Bei der Philosophischen Runde wollten wir ursprünglich über die Abgründe der Liebe sprechen. Die Menschen im Umfeld schlecht behandeln und hinterher darauf schwören, dass man den anderen doch liebt, war dann allerdings doch nicht so sehr im Vordergrund. Bei der Begriffsbestimmung waren wir uns über die Vielschichtigkeit des Wörtchens einig, es gelang und allerdings nur bedingt, die vielen Aspekte von Verliebtheit und Liebe - Nächstenliebe, romantische Liebe, transzendentale Liebe usw. zu trennen, was aber auch alles andere als leicht ist. Wir gingen den philosophischen Themenabend im Garten, also epikuräisch sozusagen, sehr offen angehen, dadurch wurden viele Facetten des Themas gestreift, sehr in die Tiefe sind wir nicht eingestiegen. Nichtsdestotrotz hatten wir einen kurzweiligen Gesprächskreis, den wir nach ca. 2 1/2 entspannten Stunden ausklingen ließen mit Blick auf das nächste Thema. Da wird es mal wieder politischer: Funktioniert Demokratie auf Dauer? Vereinbart haben wir den 23. Juli, wieder 18 Uhr.

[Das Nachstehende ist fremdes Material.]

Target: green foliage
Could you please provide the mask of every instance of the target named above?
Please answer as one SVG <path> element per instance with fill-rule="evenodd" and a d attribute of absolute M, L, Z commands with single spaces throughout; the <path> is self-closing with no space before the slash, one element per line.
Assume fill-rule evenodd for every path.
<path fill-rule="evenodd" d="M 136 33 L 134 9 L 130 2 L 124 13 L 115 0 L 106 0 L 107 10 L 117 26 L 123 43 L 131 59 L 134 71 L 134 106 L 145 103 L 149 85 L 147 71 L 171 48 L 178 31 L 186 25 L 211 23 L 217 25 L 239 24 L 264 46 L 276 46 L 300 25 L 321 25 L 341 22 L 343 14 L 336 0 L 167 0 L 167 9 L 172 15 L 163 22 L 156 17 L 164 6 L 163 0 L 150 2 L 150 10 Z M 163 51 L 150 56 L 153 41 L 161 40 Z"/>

Dienstag spielten wir die wöchentliche Doppelkopfrunden, drei Stunden waren wieder wie im Fluge vergangen.

Die ursprünglich geplante Wanderung bei Triberg fiel der Unwetterwarnung zum Opfer. Wir blieben lieber mehr in der Regio Freiburg und fuhren auf die Platte bei St. Peter. Zuerst gingen wir Richtung Kapfenberg und zur Vogesenkapelle, dann hinab in die Zweribachschlucht. Urige schmale Pfade führen da hinunter. Beim Wasserfall angekommen gingen wir noch 250 m weiter zum Pausenplatz beim alten Bruggerhof. Dort gab es leckere Getränke zur Selbstbedienung, dann ging es zurück in die Schlucht und die Wasserfälle hinauf. Die kühle Schlucht war genau das richtige bei hohen Temperaturen. Noch weiter oben kehrten wir ein im Plattenhof, saßen draußen unterm Dach, als es losgehen mit dem großen Regen.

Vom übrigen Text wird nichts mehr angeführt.